You have to crack open your computer's case and install a card. This
is available in an ISA version for standard PCs, or a Micro-Channel
version for IBM PS/2s, or as a PC Card (PCMCIA card) for portables.
As with most such add-in cards for PCs, you may have to fiddle with
technical obscurities such as IRQ and I/O addresses (especially if
you're using the ISA version with Windows: OS/2, Micro-Channel, and
Win95 all help protect the user from this sort of thing).
Once
you've installed
the card and the 16 disks, be prepared to spend a lot of time with
it. It's not particularly complex software to use (despite the 400-page
manual), but you need to train it to recognize your voice, and it
needs to train you to speak in a manner that it understands. It doesn't
recognize a continuous flow of words--normal conversational speech--so
it wouldn't know where one word stops and another starts. Instead,
you need to learn to speak accurately, and with tiny pauses between
each word, sort ... of ... like ... this ... period. (Yes, you do need
to tell it about punctuation, unusual capitalization, and so forth.)
When you
dictate, your
text appears in a window. To get it into the word processor of your
choice, you need to copy into the clipboard and paste into the other
program.
(An add-on
from a local
company, however, promises to make this simpler: Digital Dictate,
from Vancouver's Barr Business Systems, works together with
VoiceType Dictation, allowing users to dictate directly into Microsoft
Word. WordPerfect will soon be supported as well. More information
on this US$295 product is available from Barr Business Systems, 291
East 2nd Avenue, Vancouver V5T 1B8, tel. 872-2277.)
Plan on
taking at least
two hours to work through the training scripts for VoiceType Dictation.

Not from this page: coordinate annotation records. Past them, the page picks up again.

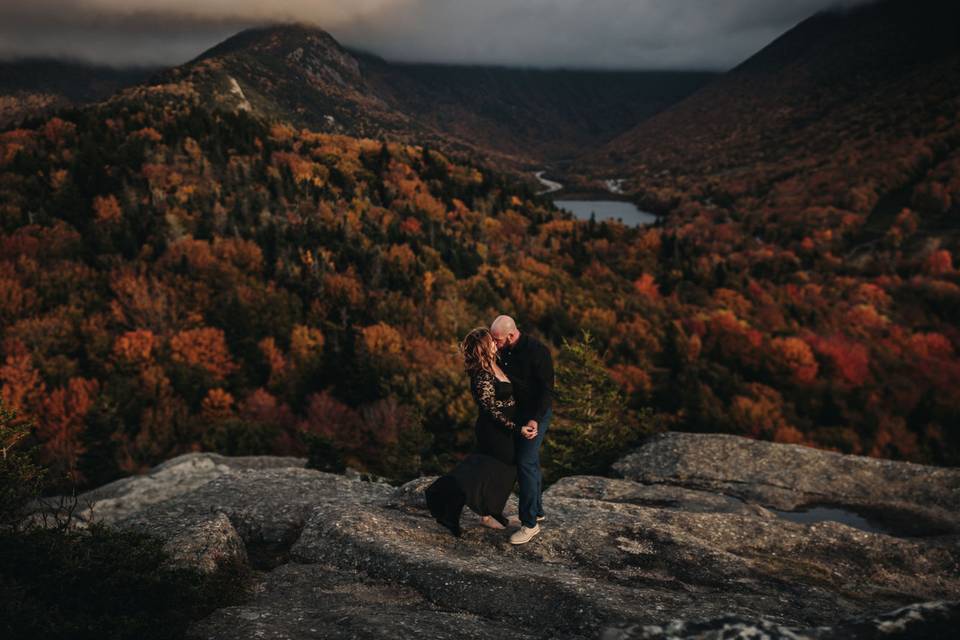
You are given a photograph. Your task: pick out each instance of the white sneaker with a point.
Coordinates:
(524, 534)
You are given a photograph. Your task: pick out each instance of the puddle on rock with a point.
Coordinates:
(811, 515)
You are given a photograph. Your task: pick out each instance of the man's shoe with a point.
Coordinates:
(524, 535)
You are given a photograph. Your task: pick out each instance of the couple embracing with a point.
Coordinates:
(511, 378)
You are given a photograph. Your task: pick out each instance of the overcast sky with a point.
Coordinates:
(623, 34)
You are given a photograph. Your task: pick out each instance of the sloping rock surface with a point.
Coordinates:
(617, 558)
(909, 499)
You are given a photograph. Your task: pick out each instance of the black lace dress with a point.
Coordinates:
(484, 479)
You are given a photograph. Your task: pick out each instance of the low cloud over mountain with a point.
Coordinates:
(647, 34)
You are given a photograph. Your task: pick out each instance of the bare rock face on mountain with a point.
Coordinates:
(617, 558)
(908, 499)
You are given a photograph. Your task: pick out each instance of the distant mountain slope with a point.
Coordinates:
(302, 74)
(33, 86)
(850, 109)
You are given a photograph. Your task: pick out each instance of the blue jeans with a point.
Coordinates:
(529, 475)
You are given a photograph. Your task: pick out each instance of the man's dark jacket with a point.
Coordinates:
(529, 366)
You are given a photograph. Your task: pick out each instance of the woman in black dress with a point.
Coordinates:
(484, 479)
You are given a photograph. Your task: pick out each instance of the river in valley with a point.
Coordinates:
(620, 210)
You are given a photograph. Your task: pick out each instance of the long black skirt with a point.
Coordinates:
(480, 482)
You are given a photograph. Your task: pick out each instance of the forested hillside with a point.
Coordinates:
(178, 276)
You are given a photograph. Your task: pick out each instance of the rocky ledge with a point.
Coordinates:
(690, 544)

After that, the machine needs to be left running on its own for at
least two hours to process the results of the training. Oh, one more
thing: the package--card, software, and microphone--costs about $1,500.
So this is
not a package
to pick up on a whim. But it promises some real benefits for people
in a wide variety of areas, including users who simply can't or won't
type, or people who haven't been able to use computers in situations
where they simply need to be using their hands for something else.
While it demands a lot of computer (and financial) resources, VoiceType
Dictation makes good on its promises to a surprising degree.